We have examined the Prospectus and originals or copies, certified or otherwise identified to our satisfaction, of all such agreements, certificates and other statements of corporate officers and other representatives of the Company, and such other documents, as we have deemed necessary or appropriate in order to enable us to render this opinion. In such examination we have assumed the genuineness of all signatures, the legal capacity of natural persons, the authenticity of all documents submitted to us as originals, the conformity with the originals of all documents submitted to us as duplicates or certified or conformed copies, and the authenticity of the originals of such latter documents. We have, when relevant facts material to our opinion were not independently established by us, relied, to the extent we deemed such reliance proper, upon written or oral statements of officers and other representatives of the Company. We have assumed, with your permission, that all statements concerning the Trust set forth in the Prospectus and in the written and oral statements described above are true, correct and complete, and that each of the Company and the Trust has complied with, and will continue to comply with, the obligations, covenants, and agreements contained in the Trust Agreement without waiver or modification.
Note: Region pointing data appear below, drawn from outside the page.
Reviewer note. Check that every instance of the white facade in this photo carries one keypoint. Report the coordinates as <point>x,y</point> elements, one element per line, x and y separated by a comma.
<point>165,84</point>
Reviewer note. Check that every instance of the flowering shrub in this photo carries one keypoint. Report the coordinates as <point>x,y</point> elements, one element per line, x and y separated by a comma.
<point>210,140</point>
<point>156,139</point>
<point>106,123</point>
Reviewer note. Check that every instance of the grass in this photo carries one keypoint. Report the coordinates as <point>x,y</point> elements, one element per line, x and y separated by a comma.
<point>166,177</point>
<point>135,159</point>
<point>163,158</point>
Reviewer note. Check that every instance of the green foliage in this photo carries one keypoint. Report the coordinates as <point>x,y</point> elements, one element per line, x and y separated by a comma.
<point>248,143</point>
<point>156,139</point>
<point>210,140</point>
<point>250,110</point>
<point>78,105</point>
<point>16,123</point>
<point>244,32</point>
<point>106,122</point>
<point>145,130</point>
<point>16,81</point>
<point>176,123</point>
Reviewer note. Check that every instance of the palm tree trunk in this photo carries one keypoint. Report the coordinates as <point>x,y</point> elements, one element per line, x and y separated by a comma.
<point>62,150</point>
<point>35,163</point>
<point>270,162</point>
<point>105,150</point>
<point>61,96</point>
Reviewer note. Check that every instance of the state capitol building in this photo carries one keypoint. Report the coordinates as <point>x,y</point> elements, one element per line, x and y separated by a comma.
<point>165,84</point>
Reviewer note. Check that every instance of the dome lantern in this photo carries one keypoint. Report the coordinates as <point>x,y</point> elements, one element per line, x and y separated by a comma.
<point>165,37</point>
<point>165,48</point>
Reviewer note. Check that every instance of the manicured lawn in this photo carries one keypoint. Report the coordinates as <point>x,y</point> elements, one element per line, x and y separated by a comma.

Based on and subject to the foregoing, we advise you that, subject to the limitations and qualifications, and based on the assumptions, described herein and therein, the statements of law and legal conclusions set forth in the discussion under the caption “Material U.S. Federal Income Tax Consequences” in the Prospectus constitute our opinion as to the material United States federal income tax consequences of the ownership and disposition of Shares that generally may apply to a “U.S. Holder” or a “non-U.S. Holder” (in each case, as defined in the material under such caption), as applicable, under currently applicable law.
We express our opinion herein only as to those matters specifically set forth above, and no opinion should be inferred as to the tax consequences of the ownership and disposition of Shares under any state, local or foreign law, or with respect to other areas of U.S. federal taxation. We are members of the Bar of the State of New York, and we do not express any opinion herein concerning any law other than the federal law of the United States.